Post # 1
My fiance and I are from two different states, and before we started planning this wedding, I had no idea how different weddings could be based on traditions in different locations.
I grew up with a sweetheart table. Or if it wasn’t sweetheart, it was a round table that sat the bride and the groom and their wedding party (with wedding party’s spouses/dates).
My fiance grew up with a long rectangular head table that seats the bride and groom and their wedding party (without their dates/spouses) facing all the guests. Our reception venue doesn’t even own a small rounf 3 foot table that could be used as a sweetheart table.
We just can’t seem to agree on what to do. I LOVE sweetheart tables and I always imagined eating our wedding dinner just me and my husband at our own little table. My fiance wants a long or round head table with us and our wedding party, sans their families/spouses…which I think would be awkward. I’ve never seen that done in my part of the country, and he’s never seen a sweetheart table or wedding party sitting with their family in his part of the county.

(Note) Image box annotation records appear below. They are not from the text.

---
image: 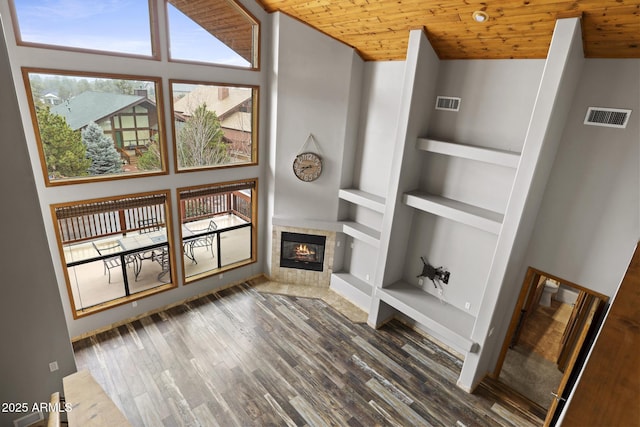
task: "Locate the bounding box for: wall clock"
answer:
[293,152,322,182]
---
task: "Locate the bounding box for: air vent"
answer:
[584,107,631,128]
[436,96,461,111]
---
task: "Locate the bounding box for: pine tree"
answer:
[177,103,230,167]
[82,122,122,175]
[36,107,91,179]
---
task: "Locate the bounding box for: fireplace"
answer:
[280,231,327,271]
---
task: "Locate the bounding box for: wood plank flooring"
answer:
[74,284,542,427]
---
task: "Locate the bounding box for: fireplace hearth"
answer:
[280,231,327,271]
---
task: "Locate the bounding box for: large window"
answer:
[178,179,258,282]
[166,0,259,68]
[13,0,155,56]
[51,191,175,317]
[9,0,260,69]
[23,69,166,185]
[171,80,258,171]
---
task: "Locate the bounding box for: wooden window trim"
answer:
[49,190,176,319]
[164,0,262,71]
[169,79,260,173]
[21,67,169,187]
[176,178,259,285]
[9,0,161,61]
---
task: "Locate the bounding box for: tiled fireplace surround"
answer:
[271,225,336,288]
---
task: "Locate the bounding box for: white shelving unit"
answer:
[342,221,380,248]
[403,191,504,234]
[331,188,385,312]
[378,282,478,352]
[338,188,385,213]
[416,138,520,169]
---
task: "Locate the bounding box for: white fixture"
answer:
[540,279,560,307]
[436,96,462,111]
[584,107,631,129]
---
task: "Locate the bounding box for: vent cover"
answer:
[584,107,631,128]
[436,96,462,111]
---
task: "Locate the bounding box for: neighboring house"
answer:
[40,89,62,105]
[51,90,158,163]
[173,86,252,161]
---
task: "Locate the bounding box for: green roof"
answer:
[51,92,146,130]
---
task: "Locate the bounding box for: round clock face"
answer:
[293,153,322,182]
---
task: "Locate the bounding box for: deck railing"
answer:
[57,204,165,244]
[180,191,251,224]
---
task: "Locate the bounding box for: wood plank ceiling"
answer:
[256,0,640,61]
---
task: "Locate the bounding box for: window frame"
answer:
[49,190,176,319]
[176,177,259,285]
[169,79,260,174]
[21,67,169,187]
[164,0,262,71]
[9,0,161,61]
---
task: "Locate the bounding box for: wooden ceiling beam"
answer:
[258,0,640,60]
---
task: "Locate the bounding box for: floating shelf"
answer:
[402,191,504,235]
[342,221,380,248]
[271,216,343,232]
[331,272,373,313]
[416,138,520,169]
[338,188,385,213]
[377,282,478,353]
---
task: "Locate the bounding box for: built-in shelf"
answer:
[377,282,478,353]
[271,216,343,232]
[338,188,385,213]
[416,138,520,169]
[331,272,373,313]
[403,191,504,234]
[342,221,380,248]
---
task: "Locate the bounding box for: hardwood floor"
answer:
[74,285,542,427]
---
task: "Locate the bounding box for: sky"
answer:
[14,0,250,67]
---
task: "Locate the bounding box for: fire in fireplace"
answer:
[280,231,327,271]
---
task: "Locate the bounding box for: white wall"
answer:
[429,59,544,153]
[0,1,271,337]
[484,59,640,388]
[353,61,405,197]
[0,15,76,425]
[404,60,544,316]
[523,59,640,296]
[271,13,362,221]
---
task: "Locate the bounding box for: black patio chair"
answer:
[91,242,139,283]
[185,220,218,264]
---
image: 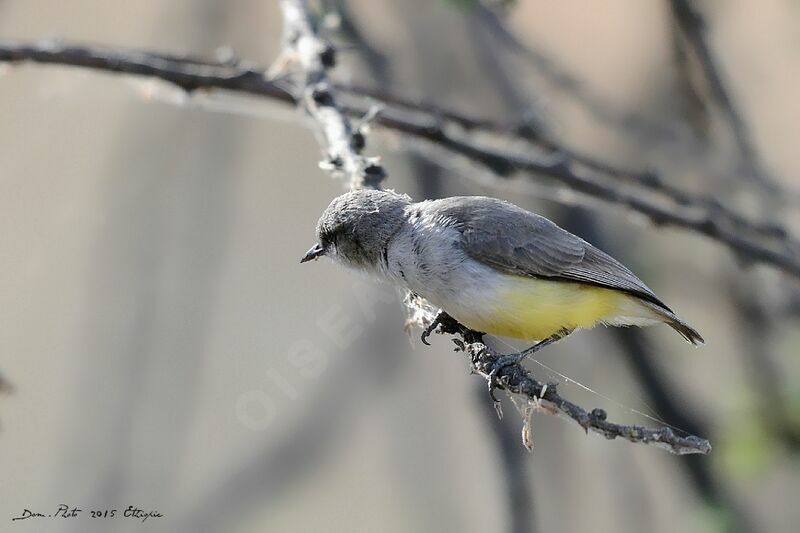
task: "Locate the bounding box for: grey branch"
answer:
[278,0,386,188]
[0,40,800,278]
[274,0,711,454]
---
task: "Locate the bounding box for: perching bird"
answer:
[301,190,704,352]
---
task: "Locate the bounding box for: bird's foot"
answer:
[420,311,463,346]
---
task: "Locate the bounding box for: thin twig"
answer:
[669,0,786,198]
[281,0,711,454]
[0,41,800,278]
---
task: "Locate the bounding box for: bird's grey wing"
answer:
[430,196,670,310]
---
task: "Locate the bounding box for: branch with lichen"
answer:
[281,0,711,454]
[0,39,800,278]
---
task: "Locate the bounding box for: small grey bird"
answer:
[301,190,703,344]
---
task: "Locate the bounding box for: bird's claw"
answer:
[420,311,458,346]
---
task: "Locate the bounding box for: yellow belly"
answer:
[456,276,633,340]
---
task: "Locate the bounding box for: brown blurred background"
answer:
[0,0,800,532]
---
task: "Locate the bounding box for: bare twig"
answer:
[281,0,386,188]
[454,329,711,455]
[0,39,800,278]
[669,0,785,197]
[281,0,711,454]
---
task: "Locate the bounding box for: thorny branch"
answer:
[0,38,800,278]
[274,0,711,454]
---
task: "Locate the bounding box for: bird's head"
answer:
[300,189,411,270]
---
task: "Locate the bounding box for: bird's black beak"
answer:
[300,244,325,263]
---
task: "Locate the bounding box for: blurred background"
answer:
[0,0,800,532]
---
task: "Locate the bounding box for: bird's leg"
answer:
[420,311,462,346]
[491,328,574,375]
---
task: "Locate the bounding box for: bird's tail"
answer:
[640,300,706,346]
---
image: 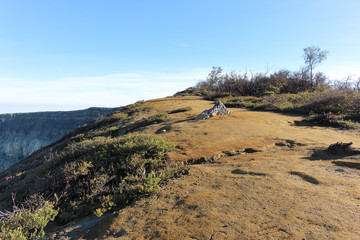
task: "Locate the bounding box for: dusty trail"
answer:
[55,97,360,239]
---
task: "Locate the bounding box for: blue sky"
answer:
[0,0,360,113]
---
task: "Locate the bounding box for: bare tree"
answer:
[304,46,329,84]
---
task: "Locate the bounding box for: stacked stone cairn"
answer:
[195,100,231,120]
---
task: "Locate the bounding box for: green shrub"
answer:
[51,134,174,223]
[0,195,58,240]
[147,113,169,124]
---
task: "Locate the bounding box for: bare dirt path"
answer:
[63,97,360,239]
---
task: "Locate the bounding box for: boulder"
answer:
[195,100,231,120]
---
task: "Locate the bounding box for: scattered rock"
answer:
[244,148,261,153]
[195,100,231,120]
[326,142,353,155]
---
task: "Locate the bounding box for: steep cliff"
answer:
[0,108,117,171]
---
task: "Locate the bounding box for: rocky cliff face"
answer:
[0,108,117,171]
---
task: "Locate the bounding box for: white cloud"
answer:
[0,69,208,113]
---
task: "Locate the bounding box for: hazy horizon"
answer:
[0,0,360,113]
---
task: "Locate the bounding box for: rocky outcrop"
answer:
[195,100,231,120]
[0,108,117,171]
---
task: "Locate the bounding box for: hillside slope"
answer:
[0,108,121,172]
[0,96,360,239]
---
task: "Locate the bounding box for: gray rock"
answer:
[195,100,231,120]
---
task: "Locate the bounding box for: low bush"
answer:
[0,195,58,240]
[35,134,182,223]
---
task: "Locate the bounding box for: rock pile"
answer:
[195,100,231,120]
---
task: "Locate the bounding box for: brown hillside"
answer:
[51,97,360,239]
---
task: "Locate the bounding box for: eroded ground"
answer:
[51,97,360,239]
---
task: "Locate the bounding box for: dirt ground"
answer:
[55,97,360,239]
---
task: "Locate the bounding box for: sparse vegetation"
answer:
[0,102,187,233]
[191,56,360,129]
[169,107,192,114]
[0,194,58,240]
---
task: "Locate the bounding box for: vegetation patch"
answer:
[0,99,187,234]
[0,194,58,240]
[192,67,360,129]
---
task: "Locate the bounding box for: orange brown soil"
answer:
[62,97,360,239]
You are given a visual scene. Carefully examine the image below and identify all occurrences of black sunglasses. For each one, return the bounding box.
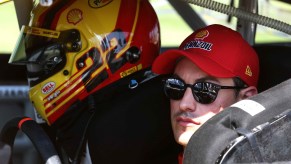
[163,77,246,104]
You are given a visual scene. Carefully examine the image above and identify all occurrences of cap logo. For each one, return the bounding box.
[88,0,113,8]
[183,40,213,51]
[245,66,253,77]
[195,30,209,40]
[183,30,213,51]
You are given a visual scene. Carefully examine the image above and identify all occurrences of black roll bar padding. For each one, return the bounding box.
[183,79,291,164]
[0,117,58,163]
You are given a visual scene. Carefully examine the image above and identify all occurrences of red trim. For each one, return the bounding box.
[18,117,32,129]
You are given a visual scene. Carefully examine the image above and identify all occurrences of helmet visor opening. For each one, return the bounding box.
[9,26,82,77]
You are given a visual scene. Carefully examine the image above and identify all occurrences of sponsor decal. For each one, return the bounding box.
[41,82,56,94]
[23,26,60,38]
[245,66,253,77]
[184,30,213,51]
[88,0,113,8]
[67,9,83,25]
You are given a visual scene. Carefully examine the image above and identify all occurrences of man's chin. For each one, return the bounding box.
[177,131,194,147]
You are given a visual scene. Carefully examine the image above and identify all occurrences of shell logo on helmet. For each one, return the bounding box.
[10,0,160,125]
[67,9,83,25]
[41,82,56,94]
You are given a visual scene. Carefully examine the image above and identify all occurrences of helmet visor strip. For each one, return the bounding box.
[9,26,82,76]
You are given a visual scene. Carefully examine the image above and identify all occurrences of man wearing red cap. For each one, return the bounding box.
[152,24,259,163]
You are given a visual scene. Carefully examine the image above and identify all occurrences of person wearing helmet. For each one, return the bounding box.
[152,24,259,162]
[9,0,180,163]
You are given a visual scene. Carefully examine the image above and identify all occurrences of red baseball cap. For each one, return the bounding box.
[152,24,259,86]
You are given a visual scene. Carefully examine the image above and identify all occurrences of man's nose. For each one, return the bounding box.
[180,88,197,112]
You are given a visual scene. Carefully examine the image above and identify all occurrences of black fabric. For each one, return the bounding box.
[219,109,291,164]
[88,77,182,164]
[184,79,291,164]
[254,44,291,92]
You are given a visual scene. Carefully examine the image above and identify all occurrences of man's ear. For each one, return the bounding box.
[239,86,258,99]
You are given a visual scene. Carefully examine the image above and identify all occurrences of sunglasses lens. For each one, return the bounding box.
[192,82,218,104]
[164,78,185,100]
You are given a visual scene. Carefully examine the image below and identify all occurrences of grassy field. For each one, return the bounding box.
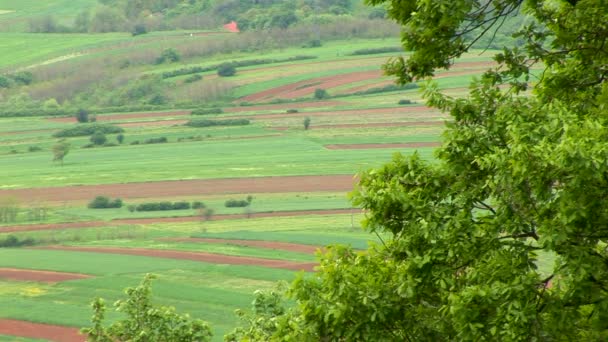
[0,27,504,341]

I can’t find a compromise we like. What other options are out there!? I’m frusterated with the whole thing and just want to get something figured out. What other arrangments have you seen? A bunch of sweetheart tables? I don’t know!
Post # 3
I’m in the same boat!..kinda 😛 I cant decide between just me and Fiance or having our (seven person D:) wedding party up there. Personally, I’d prefer just the two of us. Gives us time to decompress and really enjoy our first moments of husband and wife without having to make chit chat with the others. But at the same time it is a day to share with others so why not sit with your best friends.
I have no compromise..but I just felt like dropping in and saying youre not alone XD
My only concern is that it really isnt wise to split up a couple/family. They really should enjoy the day together
Post # 4
we are doing ht with the parents only – the bridal party and their spouses will be at 2 tables in front of the head table
i’ve also seen 3 round tables pushed together like a clover to keep the bridal party together
Post # 5
We sat at a table with our parents and siblings and the bridal party just sat at regular tables.
Post # 6
I’m not going to be much help to your side…but I’ll let you know what I think.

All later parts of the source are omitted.